Decore



As many of my readers might feel now, I used to feel that building a church atop the tomb of Christ and lathering it over with gold and silver was just wrong. Some have felt it so wrong that they seemed fueled by that feeling to prove that it is in fact not the tomb of Christ...whatever. I used to lament that the "medieval catholics" had so adorned this holy place thereby stripping it of its simple and pristine beauty. I guess I was not at all out of line with my protestant sensibilities which yearned for simple whitewashed church walls. But, I have seen things from the "other" side now and in so doing have learned anumber of things, not this least of which is that it was NOT the "medieval catholics" who built this church!

I suppose we share this trait (at least somewhat) with our Em. Church friends who tend to want to meet at home...and though I have not fully sought discernment of their reasoning for this, I can say this much: We decorate our homes, we decorate our churches.

I think we humans have a natural propensity and yearning to decorate. I'd go as far as to say that to suppress this under some sort of religious presuppositions is absurd. I mean look at the elaborate decore commanded by God in the building of the Temple! Consider, for a moment, the pictures which are found throughout our hallway (and probably yours as well): they are testimonies to our lives, each one telling a story and reliving a precious moment in time. And we do not simply attach these pictures to the walls with duct tape (though I might have in my bachelor days), rather we decore them with frames or varied intricacy and then we stage them in some aesthetic manner. Such things are important to us, we give them care and attention. Heck, the very fact that we keep pictures at all says something about us, doesn't it?

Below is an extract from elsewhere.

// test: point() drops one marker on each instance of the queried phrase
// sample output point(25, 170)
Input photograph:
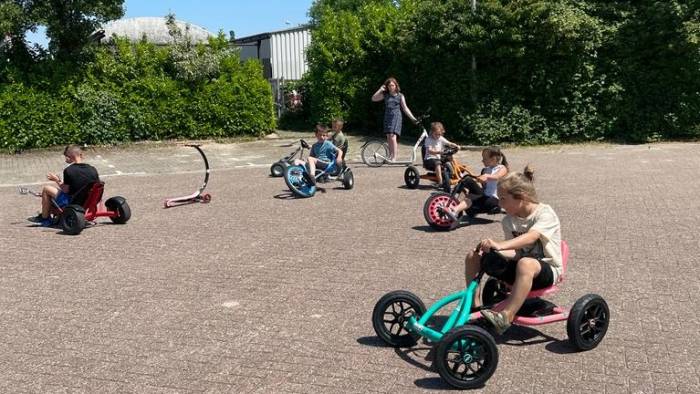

I recall my youngest daughter used to use this terminology when asking that we take a picture of her: "Take a picture about me." There's something deep in there.

Anyway, when I look upon this tomb of our Lord today, I no longer see a waste of time and resources, rather I see an expression of love that has been poured out by many generations upon such a thing that is so profoundly important to us that it naturaly calls out in us the need to decorate. Such care and attention directs us (like the pictures on our walls) to the testimony of what happened in that tomb - the greatest thing EVER to happen.

We are people, not animals, and so we decorate.